Meanwhile, the dams themselves pose a major threat to juvenile fish migrating downstream, said Michael Garrity, an energy and water projects manager at Washington Department of Fish and Wildlife. Baby fish risk getting thrashed by turbines. “You're never going to make a dammed river as safe for juvenile salmon as a free-flowing river,” Garrity said. 

For 20 years, environmental groups and tribes have fought for removal of the dams via a series of lawsuits that challenge the way salmon populations are managed. In all six cases, the courts determined that the salmon recovery plans in place violated the Endangered Species Act and were inadequate for recovery.

The recent agreement comes out of more than two years of negotiations between the Biden administration and litigants in the most recent lawsuit, which include more than 10 Native American nations led by the Nez Perce Tribe and with support from the State of Oregon. 

A number of factors came together to make this decision possible now, Arthur said.

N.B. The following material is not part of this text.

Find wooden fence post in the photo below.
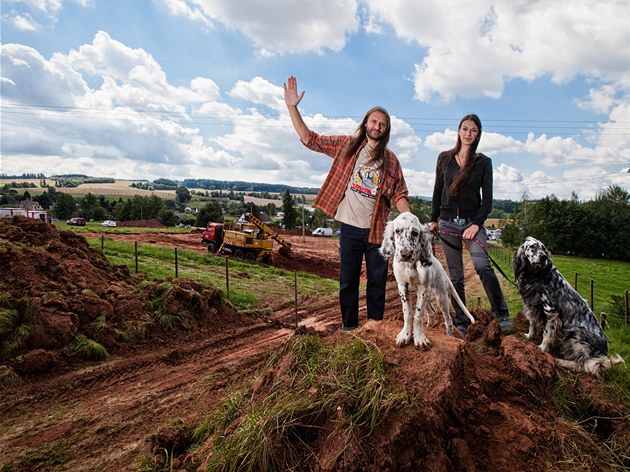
[225,256,230,300]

A presidential administration invested in environmental protection and willing to take tribal treaty rights seriously is invaluable, he said. And replacing the power the dams produce—around 4 percent of the energy used in the Snake River region—has become more feasible as the cost of wind and solar power drops. Finally, attitudes have shifted among the public. In particular, the realization that the decline in salmon runs was negatively impacting Southern Resident orcas helped garner new public support. “A lot of times the Columbia Basin kind of looks and feels a long ways over there,” Arthur said. “The orca, for lack of a better phrase, gave us a fish in the fight.”

Removal of the Lower Snake River dams isn’t just about following the Endangered Species Act—decommissioning the dams would also honor Native treaty rights. The Treaty of 1859 between the US government and Nez Perce Tribe guarantees the tribe “exclusive taking” of fish running through or bordering its reservation—including in the Snake River and its tributaries.

“We believe that the [Biden] administration, congressional leaders, law enforcement, and the courts are all subject to the rule of law,” Wheeler said. “And the rule of law speaks to what must be done here.” 

If the dam removal proceeds—the proposed agreement still must be approved by Congress—it will be at least several years before the river washes out sediment buildup behind the dams, exposing the riverbed, Garrity said. The Biden administration’s recent agreement also recommends restoration along the main stem and tributaries of the Snake River. “All those actions give the species a real shot,” Garrity said.